Mi madre escribía por las noches, cada noche… Mucho más tarde, ya en Santiago Cuadrado, había noches que se dedicaban a los amigos, algo de picar y de beber y mucha tertulia, tertulias que terminaron por institucionalizarse y se alargaron casi hasta la muerte de mi padre, y allí venían Maud y Eduardo Westerdahl al que recuerdo siempre con su pipa en la mano. Cuando Eduardo murió, Maud me regaló una de sus cajas para tabaco, que aún conservo. Por supuesto tambien era habitual Domingo Pérez Minik a veces con Rosita. Recuerdo también a Luis Feria, en alguna ocasión que estaba en Tenerife, o Fernando Garcia Ramos, Pedro García Cabrera, Enrique Lite... a los que se unió pronto la siguiente generación, Fernando Delgado, Juan Cruz, Carlos Schwartz, José Luis Toribio o ya en los 80 Sabas Martín y Cecilia Domínguez y… 

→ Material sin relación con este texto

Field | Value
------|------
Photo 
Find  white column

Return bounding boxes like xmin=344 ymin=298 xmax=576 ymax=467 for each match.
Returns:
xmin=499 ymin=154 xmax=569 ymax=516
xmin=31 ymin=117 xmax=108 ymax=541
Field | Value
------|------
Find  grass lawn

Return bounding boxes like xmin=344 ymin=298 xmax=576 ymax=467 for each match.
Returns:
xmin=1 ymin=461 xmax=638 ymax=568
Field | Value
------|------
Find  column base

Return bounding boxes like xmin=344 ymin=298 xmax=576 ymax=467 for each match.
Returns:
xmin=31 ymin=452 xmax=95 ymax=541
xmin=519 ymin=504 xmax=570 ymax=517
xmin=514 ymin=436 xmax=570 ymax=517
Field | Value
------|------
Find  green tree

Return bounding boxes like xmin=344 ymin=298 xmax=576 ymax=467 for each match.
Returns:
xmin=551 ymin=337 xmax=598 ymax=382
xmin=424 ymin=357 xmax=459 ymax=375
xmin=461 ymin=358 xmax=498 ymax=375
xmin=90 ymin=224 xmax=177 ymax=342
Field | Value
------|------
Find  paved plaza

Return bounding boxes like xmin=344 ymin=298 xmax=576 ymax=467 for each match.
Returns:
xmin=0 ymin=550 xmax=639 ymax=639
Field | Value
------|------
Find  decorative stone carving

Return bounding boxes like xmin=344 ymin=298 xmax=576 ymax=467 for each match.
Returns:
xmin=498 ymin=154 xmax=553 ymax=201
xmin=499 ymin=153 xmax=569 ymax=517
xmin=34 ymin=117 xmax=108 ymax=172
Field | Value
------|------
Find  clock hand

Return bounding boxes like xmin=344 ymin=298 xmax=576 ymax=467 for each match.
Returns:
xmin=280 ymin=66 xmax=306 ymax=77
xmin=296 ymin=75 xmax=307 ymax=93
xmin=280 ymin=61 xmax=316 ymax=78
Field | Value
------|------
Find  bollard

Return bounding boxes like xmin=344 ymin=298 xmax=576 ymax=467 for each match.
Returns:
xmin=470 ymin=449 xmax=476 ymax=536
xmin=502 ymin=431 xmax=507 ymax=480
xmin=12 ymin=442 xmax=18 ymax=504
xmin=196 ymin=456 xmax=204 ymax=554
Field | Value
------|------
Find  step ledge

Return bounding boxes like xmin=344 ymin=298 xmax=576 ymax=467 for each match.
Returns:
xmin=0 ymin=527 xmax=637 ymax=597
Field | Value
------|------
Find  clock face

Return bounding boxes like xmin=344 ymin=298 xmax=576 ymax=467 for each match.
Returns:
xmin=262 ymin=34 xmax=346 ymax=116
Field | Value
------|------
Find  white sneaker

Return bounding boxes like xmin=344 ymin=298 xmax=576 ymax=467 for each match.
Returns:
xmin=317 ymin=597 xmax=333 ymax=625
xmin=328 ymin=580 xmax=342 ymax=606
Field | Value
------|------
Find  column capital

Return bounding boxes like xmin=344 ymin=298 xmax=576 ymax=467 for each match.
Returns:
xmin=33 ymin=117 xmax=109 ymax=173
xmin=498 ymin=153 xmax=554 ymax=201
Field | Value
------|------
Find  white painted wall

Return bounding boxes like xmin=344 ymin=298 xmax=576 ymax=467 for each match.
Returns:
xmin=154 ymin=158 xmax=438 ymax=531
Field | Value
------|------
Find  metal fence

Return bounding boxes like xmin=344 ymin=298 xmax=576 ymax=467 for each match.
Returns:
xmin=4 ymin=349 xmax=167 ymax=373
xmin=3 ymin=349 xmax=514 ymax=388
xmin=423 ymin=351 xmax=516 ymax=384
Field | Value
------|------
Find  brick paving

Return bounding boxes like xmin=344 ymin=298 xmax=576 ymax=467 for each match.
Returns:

Pero en Carmen Monteverde, en esos primeros años hasta el 67, prácticamente no había visitas por las noches, así que la rutina nocturna era la escritura.

En cuanto fui un poco mayor, con nueve o diez años me gustaba leer los poemas que escribía, aunque no creo que entendiera mucho. Me gustaban las repeticiones, como letanías, tan frecuentes en sus poemas, y desde luego rastreaba los versos de amor, cuando me daba cuenta de que lo eran, lo que por supuesto me emocionaba. Hacia finales de los 60 y principios de los 70 a veces me pedía opinión sobre cuáles seleccionar para tal o cual recital. Me sentía muy importante, aunque realmente no tuviera mucho criterio para opinar. Ya a mediados de los 70, recuerdo intentar convencerla siempre, de que incluyera los poemas en los que yo detectaba preocupaciones sociales, políticas, que en aquel momento, y porque yo empezaba a despertar como persona con esas preocupaciones, me parecían los mejores, pero desde luego no siempre me hacía caso.

Mi madre escribía por las noches. Era más nocturna que diurna, le gustaba más la noche que el día, creo que al menos eso, el gusto por las horas de la noche, lo he heredado de ella.